昭和26年の異邦人

伊藤直『戦後フランス思想』*1から。


(前略)[アルベール・カミュの]代表作である小説『異邦人』*2は、一九五一年に日本語訳が刊行されると大きな反響を呼び起こした。衝撃は時の文壇にも及び、小説家広津和郎*3と批評家中村光夫*4とのあいだに『異邦人』論争が勃発している。太陽のせいで殺人を犯す青年を、乾いた筆致で描いたこの小説をどう読むべきか。両者の白熱した論争は「人生とは何か」「いかに生きるか」という人生論のテーマを軸にして、新聞や文芸誌を舞台に半年近く繰り広げられ、同作とその作者を広く世に知らしめた。(p.41)

三野博司『アルベール・カミュ*5によると、『異邦人』は「『新潮』五一年六月号に窪田啓作訳で発表された」(p.205)。

社会のあらゆる約束事に無関心なムルソーは、すべての価値が崩壊した戦後の時代に共感をもって受け入れられると同時に、強い反発も招いた。一九五一年六月十一―一四日、作家の広津和郎は「東京新聞」に、母親の埋葬に涙を流さず「太陽のせい」で殺人を犯すムルソーの不毛な精神からは何も生まれないと主張する批判を発表した。
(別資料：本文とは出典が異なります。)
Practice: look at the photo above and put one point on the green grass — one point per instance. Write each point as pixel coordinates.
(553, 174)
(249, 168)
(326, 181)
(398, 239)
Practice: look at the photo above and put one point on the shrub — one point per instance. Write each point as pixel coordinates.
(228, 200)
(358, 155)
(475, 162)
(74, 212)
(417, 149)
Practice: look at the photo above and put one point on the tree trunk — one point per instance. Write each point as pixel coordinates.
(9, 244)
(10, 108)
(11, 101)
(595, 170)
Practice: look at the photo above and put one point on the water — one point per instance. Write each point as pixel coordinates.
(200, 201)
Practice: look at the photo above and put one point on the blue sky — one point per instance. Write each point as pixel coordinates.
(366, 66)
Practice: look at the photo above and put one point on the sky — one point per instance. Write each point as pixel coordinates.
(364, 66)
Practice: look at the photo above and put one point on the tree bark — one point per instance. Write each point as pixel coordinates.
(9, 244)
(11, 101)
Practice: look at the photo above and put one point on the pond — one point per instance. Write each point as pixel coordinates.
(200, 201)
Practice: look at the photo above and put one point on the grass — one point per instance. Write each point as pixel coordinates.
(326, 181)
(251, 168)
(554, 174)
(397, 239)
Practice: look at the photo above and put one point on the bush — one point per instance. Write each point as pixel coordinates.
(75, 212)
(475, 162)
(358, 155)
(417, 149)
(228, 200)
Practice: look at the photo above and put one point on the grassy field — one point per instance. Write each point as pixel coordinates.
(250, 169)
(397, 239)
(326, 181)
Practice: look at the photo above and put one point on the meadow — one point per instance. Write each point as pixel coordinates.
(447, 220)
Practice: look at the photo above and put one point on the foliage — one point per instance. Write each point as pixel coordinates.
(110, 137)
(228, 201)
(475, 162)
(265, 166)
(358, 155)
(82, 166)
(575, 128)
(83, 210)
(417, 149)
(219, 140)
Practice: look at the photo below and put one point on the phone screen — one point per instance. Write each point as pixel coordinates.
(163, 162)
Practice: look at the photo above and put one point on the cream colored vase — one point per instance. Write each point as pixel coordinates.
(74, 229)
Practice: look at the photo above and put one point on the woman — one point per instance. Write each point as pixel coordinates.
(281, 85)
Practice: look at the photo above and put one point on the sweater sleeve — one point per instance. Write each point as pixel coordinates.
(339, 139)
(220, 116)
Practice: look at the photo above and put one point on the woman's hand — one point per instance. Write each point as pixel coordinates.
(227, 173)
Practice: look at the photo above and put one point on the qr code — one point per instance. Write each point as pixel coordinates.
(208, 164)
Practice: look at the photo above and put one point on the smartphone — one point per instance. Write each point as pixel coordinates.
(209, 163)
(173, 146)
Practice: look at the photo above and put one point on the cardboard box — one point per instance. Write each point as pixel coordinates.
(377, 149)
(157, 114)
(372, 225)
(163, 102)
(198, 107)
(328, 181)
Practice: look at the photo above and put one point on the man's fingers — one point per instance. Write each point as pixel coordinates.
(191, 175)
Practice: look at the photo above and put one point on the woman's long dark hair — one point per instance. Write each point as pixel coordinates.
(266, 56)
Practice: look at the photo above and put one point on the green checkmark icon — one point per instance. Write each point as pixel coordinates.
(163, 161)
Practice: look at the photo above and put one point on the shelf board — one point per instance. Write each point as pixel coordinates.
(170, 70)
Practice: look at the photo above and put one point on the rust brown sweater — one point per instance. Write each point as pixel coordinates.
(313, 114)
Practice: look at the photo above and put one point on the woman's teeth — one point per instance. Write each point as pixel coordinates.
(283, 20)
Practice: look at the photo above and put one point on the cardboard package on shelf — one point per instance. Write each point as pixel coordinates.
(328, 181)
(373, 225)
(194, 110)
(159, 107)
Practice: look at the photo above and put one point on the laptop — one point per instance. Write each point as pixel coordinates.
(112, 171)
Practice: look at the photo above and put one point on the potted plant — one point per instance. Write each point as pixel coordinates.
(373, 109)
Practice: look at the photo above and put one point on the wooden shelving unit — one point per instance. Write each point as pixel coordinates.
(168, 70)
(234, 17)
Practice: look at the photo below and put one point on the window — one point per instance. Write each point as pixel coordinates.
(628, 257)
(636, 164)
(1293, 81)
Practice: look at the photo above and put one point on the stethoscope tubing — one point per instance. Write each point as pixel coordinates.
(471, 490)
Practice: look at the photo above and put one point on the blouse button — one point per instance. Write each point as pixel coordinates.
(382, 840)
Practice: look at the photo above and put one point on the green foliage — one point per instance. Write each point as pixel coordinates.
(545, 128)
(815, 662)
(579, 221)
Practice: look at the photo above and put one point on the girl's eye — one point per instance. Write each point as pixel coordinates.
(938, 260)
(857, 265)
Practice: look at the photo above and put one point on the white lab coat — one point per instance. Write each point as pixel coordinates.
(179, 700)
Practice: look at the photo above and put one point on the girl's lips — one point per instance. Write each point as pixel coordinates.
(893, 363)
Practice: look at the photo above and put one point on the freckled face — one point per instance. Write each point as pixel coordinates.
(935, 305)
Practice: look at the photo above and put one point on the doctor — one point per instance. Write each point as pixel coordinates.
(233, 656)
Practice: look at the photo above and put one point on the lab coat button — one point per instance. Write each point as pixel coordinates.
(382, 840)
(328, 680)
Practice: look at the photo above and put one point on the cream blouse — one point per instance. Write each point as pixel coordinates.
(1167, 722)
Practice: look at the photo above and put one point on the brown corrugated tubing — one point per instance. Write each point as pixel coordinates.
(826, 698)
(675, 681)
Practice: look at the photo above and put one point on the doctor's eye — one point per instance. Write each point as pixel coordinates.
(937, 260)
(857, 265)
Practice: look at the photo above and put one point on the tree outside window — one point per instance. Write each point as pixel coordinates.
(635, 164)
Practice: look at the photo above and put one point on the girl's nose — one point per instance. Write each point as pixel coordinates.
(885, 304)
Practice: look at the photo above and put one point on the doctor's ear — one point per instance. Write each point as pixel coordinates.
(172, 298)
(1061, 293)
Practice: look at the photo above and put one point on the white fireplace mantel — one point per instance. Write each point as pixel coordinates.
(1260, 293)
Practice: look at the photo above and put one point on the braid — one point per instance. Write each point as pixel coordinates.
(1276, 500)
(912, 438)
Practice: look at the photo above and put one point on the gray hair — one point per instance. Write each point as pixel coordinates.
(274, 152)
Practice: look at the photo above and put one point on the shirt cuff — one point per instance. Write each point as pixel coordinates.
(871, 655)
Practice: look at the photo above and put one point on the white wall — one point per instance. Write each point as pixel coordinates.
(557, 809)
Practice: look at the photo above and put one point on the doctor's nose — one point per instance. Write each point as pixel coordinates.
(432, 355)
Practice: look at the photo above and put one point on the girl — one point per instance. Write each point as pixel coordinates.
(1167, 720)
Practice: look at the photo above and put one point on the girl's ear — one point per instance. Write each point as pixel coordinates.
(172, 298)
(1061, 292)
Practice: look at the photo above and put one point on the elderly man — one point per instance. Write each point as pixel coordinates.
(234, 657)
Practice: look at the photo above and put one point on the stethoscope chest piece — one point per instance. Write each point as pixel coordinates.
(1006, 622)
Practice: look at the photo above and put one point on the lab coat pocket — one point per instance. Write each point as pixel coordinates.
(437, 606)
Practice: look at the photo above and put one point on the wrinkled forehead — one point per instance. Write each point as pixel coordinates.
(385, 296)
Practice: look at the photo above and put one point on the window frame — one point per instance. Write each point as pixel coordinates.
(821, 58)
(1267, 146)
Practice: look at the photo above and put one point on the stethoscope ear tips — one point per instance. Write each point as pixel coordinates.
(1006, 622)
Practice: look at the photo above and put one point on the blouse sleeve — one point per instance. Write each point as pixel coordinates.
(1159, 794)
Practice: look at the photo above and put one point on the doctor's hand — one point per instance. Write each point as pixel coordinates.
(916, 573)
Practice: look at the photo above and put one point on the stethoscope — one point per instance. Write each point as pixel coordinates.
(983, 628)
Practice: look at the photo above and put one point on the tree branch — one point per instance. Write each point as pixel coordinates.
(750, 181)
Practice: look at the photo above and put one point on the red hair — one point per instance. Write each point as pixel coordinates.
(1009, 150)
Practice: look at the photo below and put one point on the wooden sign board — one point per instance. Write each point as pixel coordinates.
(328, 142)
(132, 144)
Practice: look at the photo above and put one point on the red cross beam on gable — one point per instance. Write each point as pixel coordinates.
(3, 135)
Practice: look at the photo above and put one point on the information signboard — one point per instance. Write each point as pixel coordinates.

一か月後、七月二一―二三日、同じ「東京新聞」で若い評論家の中村光夫が反論し、「このような力を多少でも持つ作品」はまれであると述べて、両者のあいだで論争が展開された。これが戦後の文学史に名高い「異邦人論争」である。(pp.205-206)
なお、1951年には『異邦人』だけでなく、『シジフォスの神話』*6、『カリギュラ』、『誤解』といった(三野氏が「「不条理」の系列」と呼ぶ)作品が訳出されているのだった。